Children may not tell their parents they’re being victimized. “Because of their social challenges, children on the autism spectrum may not be clear about what is a typical friendship and what is not acceptable,” Carly says. “Also, often the bully tells the child not to tell anyone, or it will get worse.” Some disabled children don’t have the language to recount what happened.

“Part of the work we do is about empowering our kids, especially those with intellectual disabilities, to understand consent and bullying and boundaries and how to speak up around victimization,” Carly says. “We need to teach about what is a friendship and understanding what is okay and what is not.”

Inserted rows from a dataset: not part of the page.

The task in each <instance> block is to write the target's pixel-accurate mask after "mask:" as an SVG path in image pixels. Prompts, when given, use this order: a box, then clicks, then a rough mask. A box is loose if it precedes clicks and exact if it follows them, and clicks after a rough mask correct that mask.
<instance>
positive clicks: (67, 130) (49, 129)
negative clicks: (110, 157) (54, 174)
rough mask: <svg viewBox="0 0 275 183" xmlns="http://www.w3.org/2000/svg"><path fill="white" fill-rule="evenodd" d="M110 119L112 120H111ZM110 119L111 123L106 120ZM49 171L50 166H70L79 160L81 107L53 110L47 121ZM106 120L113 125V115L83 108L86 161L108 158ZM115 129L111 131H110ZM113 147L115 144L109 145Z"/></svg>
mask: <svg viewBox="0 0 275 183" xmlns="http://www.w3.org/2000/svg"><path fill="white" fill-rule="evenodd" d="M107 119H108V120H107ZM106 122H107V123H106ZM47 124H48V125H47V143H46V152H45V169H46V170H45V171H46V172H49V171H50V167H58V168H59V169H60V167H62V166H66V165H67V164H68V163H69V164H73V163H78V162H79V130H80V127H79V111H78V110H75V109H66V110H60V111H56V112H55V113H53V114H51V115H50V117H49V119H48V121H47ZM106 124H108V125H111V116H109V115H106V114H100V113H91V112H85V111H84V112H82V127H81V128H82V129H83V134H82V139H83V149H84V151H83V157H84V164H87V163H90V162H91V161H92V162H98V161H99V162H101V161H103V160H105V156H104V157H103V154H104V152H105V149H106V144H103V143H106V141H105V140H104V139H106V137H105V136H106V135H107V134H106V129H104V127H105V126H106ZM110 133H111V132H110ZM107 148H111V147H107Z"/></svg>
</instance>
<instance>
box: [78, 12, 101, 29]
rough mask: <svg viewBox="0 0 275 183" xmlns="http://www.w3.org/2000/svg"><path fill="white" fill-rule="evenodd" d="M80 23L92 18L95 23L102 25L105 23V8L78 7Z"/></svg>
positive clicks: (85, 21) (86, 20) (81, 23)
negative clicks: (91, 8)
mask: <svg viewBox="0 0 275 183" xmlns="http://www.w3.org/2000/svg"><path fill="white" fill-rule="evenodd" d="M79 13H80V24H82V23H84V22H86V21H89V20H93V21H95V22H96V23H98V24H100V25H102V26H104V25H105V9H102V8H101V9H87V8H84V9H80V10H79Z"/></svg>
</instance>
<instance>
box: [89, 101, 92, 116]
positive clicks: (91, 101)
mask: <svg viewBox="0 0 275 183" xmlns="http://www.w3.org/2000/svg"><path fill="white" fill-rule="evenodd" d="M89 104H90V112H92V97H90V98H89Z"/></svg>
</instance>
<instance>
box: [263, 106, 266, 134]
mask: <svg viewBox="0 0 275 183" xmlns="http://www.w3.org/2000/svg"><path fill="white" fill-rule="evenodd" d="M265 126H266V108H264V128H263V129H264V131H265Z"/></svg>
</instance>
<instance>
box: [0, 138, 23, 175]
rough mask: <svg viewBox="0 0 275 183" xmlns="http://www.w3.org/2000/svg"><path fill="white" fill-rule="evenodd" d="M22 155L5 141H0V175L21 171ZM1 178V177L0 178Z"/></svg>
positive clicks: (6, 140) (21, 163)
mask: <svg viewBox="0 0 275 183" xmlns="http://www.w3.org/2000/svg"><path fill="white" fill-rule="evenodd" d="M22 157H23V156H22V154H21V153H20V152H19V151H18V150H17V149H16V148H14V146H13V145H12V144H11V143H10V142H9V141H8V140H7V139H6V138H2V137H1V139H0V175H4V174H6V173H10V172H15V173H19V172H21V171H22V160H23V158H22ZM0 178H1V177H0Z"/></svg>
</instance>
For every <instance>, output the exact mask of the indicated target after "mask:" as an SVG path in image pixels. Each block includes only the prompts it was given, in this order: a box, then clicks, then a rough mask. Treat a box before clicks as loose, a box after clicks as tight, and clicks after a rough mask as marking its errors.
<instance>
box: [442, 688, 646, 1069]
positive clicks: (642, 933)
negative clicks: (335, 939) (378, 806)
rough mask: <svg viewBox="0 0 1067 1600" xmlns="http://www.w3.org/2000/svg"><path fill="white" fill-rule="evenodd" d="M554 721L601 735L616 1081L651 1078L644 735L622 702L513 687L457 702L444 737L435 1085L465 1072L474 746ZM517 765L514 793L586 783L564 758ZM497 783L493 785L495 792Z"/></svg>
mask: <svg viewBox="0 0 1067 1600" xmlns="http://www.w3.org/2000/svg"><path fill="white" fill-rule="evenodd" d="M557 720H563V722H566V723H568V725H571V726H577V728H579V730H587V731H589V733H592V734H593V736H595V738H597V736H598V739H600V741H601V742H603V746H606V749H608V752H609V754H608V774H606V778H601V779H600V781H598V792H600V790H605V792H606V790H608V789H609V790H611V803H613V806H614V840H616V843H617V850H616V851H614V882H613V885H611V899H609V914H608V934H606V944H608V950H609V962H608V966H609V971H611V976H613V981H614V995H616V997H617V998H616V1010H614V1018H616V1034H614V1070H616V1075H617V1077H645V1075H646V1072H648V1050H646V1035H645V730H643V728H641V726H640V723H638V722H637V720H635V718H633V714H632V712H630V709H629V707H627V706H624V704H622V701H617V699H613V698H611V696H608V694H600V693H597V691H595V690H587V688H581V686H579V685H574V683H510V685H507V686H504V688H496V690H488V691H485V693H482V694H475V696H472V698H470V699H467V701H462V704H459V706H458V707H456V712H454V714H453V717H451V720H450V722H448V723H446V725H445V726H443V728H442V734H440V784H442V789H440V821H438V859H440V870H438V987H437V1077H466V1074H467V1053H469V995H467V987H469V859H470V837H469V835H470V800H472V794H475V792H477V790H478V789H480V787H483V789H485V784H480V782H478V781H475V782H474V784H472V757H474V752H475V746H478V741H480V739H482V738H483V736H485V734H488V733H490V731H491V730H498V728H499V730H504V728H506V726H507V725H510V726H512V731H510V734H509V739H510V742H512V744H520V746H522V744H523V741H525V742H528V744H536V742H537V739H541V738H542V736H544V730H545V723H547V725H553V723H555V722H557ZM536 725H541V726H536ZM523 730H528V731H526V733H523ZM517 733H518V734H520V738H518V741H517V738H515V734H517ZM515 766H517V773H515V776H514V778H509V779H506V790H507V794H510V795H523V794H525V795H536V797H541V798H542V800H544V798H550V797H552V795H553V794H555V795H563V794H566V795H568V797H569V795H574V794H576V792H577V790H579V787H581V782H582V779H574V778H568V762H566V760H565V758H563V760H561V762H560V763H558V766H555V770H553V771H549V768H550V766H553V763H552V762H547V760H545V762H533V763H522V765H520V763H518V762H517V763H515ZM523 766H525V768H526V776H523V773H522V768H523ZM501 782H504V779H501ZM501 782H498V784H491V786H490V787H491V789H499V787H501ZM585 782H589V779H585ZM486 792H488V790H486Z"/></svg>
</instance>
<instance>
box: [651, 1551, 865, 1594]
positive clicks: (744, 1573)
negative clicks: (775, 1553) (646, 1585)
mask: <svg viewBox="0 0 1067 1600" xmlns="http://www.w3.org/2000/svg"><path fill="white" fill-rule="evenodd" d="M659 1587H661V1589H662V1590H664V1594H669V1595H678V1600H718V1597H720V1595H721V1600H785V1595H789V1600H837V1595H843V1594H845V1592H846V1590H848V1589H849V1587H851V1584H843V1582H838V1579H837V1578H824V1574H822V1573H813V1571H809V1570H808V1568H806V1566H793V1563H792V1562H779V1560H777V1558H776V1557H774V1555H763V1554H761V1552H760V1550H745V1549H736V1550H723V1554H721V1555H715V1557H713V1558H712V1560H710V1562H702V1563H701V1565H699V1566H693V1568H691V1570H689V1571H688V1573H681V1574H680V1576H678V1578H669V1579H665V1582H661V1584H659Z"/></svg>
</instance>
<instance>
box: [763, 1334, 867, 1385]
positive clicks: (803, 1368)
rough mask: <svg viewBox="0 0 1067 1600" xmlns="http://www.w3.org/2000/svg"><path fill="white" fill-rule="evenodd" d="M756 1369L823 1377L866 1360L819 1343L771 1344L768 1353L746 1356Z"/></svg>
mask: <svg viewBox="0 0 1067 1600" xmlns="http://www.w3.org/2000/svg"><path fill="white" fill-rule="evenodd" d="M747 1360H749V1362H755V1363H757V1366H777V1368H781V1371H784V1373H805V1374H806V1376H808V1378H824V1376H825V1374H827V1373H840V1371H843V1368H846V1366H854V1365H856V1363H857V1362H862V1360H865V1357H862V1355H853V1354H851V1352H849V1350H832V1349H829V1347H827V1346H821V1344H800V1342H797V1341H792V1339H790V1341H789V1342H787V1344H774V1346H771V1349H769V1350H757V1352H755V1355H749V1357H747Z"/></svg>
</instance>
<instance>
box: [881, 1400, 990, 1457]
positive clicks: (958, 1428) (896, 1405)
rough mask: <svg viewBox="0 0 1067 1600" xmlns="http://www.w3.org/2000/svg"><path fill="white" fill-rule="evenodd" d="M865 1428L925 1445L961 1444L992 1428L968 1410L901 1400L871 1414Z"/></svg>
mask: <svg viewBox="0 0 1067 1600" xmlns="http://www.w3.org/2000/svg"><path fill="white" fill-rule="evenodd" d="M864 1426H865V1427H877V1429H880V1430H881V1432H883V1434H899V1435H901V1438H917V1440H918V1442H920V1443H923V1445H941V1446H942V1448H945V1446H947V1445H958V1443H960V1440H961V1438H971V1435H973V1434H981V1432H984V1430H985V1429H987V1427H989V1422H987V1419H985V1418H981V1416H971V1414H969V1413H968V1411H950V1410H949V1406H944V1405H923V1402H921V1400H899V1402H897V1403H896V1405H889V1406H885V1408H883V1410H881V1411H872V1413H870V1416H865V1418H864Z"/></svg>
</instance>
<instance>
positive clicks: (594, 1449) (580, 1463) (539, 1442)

Changes in a child’s behaviour are the most common signs of bullying,” Carly says. “Being sick in the morning, not wanting to go to school, or being more socially isolated or irritable,” are examples. Ask your child direct questions, she suggests, like “Is someone being mean to you at school?“ rather than a generic “How was your day?”

PREVnet, a Canadian network of researchers and organizations dedicated to bullying and violence prevention, has some great resources for kids and parents.

This Facts and Solutions page is useful, emphasizing that children need to know it’s not their fault and it’s an adult’s job to make the bullying stop. The child, peers, and parents, may have to tell multiple authority figures to put an end to it.

At Holland Bloorview, an anti-bullying working group made up of clinicians and a family leader is hoping to develop a resource for staff to support clients and families when they deal with bullying, which primarily occurs at school.

In addition to reaching out to adults for help, Michelle encourages kids to “do something you love that will take your mind off it.” For Michelle, that was music. “Writing a song will always be a way for me to cope with what happened. Remind yourself that you have people that surround you with love, and you have lots of strengths that make you who you are.”

Michelle was interviewed by CBC about her participation in The Superhero Project, a non-profit that interviews kids with disabilities and illnesses about their strengths, then has artists design a poster depicting them as a superhero. You can listen to Michelle’s song about standing up to bullies called ‘I’m just like you.’